|Nutritional Guidelines (per serving)|
|Servings: 4 to 6|
|Amount per serving|
|% Daily Value*|
|Total Fat 16g||21%|
|Saturated Fat 6g||31%|
|Total Carbohydrate 15g||5%|
|Dietary Fiber 3g||12%|
|*The % Daily Value (DV) tells you how much a nutrient in a food serving contributes to a daily diet. 2,000 calories a day is used for general nutrition advice.|
This dish is an example of "red cooking," where meats are simmered in soy sauce and water. But, this is a more western-style dish. A more standard Shanghai beef recipe will not come out the same.
- 4 Turnips (about 1 1/2 pounds)
- 3 Large carrots
- 3 Slices ginger
- 2 Green onions
- 2 tablespoons oil, or as needed
- 2 pounds boneless stewing beef, cut into chunks
- 3 cups beef broth
- 1 cup of water
- 2 tablespoons Chinese rice wine or dry sherry
- 3 tablespoons dark soy sauce
- 1 tablespoon light soy sauce
- 1 tablespoon brown sugar
Chop the turnips into bite-size chunks.
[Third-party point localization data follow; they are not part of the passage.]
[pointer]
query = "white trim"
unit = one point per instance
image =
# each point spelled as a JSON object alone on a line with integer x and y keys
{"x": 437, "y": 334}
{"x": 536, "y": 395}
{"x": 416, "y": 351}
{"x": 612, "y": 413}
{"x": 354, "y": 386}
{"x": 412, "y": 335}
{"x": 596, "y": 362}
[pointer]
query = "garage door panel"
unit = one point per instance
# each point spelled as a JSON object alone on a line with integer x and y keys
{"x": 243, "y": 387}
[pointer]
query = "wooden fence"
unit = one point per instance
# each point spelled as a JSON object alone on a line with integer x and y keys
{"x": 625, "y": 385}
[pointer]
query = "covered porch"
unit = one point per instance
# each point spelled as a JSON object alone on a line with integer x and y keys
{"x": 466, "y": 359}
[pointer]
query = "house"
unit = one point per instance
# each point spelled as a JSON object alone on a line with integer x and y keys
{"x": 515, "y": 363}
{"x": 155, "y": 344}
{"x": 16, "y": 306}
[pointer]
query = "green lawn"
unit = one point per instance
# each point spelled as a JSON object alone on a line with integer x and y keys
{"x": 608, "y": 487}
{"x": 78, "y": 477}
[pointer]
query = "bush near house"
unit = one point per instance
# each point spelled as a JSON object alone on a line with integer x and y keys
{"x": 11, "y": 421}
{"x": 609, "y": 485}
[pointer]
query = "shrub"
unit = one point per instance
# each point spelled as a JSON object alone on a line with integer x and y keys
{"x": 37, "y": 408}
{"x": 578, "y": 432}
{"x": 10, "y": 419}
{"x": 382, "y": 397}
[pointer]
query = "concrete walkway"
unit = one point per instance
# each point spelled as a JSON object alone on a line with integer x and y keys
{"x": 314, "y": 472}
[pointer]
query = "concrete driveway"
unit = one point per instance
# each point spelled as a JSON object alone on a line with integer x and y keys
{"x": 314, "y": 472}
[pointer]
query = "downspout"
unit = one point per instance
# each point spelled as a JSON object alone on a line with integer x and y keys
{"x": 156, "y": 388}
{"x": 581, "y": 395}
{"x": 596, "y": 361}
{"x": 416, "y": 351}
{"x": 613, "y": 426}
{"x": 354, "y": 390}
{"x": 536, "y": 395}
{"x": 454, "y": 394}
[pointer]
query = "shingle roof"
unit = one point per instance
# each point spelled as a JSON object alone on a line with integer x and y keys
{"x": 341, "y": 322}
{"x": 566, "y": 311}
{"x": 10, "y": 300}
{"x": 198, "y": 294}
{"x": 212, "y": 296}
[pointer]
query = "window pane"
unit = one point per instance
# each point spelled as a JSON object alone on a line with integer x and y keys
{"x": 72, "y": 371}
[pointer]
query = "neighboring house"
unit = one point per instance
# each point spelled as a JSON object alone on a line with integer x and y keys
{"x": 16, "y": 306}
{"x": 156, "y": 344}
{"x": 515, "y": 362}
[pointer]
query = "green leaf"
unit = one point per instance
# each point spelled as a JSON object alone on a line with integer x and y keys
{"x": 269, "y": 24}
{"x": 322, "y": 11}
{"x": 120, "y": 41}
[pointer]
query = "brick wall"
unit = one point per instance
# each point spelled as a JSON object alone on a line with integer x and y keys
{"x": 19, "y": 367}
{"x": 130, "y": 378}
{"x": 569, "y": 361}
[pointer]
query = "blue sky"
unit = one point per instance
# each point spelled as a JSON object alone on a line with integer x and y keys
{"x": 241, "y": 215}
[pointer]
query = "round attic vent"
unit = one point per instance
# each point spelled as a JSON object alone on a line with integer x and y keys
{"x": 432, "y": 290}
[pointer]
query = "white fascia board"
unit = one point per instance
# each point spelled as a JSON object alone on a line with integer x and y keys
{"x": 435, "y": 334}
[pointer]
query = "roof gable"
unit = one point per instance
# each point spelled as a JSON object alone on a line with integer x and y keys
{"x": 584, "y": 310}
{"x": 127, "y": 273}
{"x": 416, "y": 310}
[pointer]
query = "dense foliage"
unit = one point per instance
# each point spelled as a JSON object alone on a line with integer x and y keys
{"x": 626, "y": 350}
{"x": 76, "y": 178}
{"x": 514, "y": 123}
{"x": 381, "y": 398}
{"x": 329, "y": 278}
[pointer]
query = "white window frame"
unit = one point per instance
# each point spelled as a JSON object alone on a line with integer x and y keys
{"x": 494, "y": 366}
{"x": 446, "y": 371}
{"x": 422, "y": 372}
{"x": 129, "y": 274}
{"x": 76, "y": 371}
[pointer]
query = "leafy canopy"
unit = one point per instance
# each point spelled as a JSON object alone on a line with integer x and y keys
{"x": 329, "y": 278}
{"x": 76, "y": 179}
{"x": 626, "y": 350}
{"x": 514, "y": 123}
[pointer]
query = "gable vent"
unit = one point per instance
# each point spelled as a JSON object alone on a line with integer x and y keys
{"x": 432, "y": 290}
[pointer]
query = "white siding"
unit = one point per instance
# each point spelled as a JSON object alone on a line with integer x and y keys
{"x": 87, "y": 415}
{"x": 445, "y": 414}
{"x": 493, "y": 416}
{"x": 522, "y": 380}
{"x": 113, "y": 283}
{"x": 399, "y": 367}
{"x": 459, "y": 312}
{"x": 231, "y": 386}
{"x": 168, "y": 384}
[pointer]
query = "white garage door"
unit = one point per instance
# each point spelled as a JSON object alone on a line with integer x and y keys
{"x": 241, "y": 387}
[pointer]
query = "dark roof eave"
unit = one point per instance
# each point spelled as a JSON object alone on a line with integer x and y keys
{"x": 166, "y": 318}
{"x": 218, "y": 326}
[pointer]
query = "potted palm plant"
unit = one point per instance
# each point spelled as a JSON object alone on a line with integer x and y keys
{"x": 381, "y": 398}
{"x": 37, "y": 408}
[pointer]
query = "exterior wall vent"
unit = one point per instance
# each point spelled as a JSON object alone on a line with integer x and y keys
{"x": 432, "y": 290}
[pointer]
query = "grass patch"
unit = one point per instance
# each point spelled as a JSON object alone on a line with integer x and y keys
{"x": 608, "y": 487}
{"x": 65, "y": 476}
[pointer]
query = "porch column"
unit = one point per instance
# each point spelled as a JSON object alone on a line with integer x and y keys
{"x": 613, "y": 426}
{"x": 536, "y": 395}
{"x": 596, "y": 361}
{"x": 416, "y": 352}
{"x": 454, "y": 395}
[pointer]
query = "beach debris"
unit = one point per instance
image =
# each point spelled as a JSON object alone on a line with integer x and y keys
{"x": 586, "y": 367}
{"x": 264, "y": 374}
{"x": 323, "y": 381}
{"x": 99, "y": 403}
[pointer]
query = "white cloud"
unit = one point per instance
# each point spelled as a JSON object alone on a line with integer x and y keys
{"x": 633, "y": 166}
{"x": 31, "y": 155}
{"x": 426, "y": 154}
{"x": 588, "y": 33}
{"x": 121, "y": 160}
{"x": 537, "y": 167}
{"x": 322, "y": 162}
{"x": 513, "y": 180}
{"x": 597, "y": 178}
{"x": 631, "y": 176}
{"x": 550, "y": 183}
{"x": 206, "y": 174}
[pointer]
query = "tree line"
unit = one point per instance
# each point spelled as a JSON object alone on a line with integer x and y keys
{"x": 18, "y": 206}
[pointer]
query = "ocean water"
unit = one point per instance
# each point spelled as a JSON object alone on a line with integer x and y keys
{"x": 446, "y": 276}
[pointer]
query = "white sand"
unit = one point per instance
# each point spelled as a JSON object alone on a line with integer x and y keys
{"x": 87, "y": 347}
Peel the carrots and cut on the diagonal into 1-inch pieces. Chop the ginger. Cut the green onions into thirds.
In a wok or large saucepan, heat the oil over medium-high heat. Add the ginger. Cook until softened then brown the beef. Add the beef broth, water, rice wine or sherry, and 1 tablespoon of the dark soy sauce. Bring to a boil. Reduce the heat and simmer, covered, for 1 hour.
Add the chopped vegetables, the light soy sauce, the remainder of the dark soy sauce, and the brown sugar. Simmer, uncovered, for another 30 minutes. Taste and adjust the seasoning, adding salt, pepper, or soy sauce as desired. Serve hot with rice or noodles.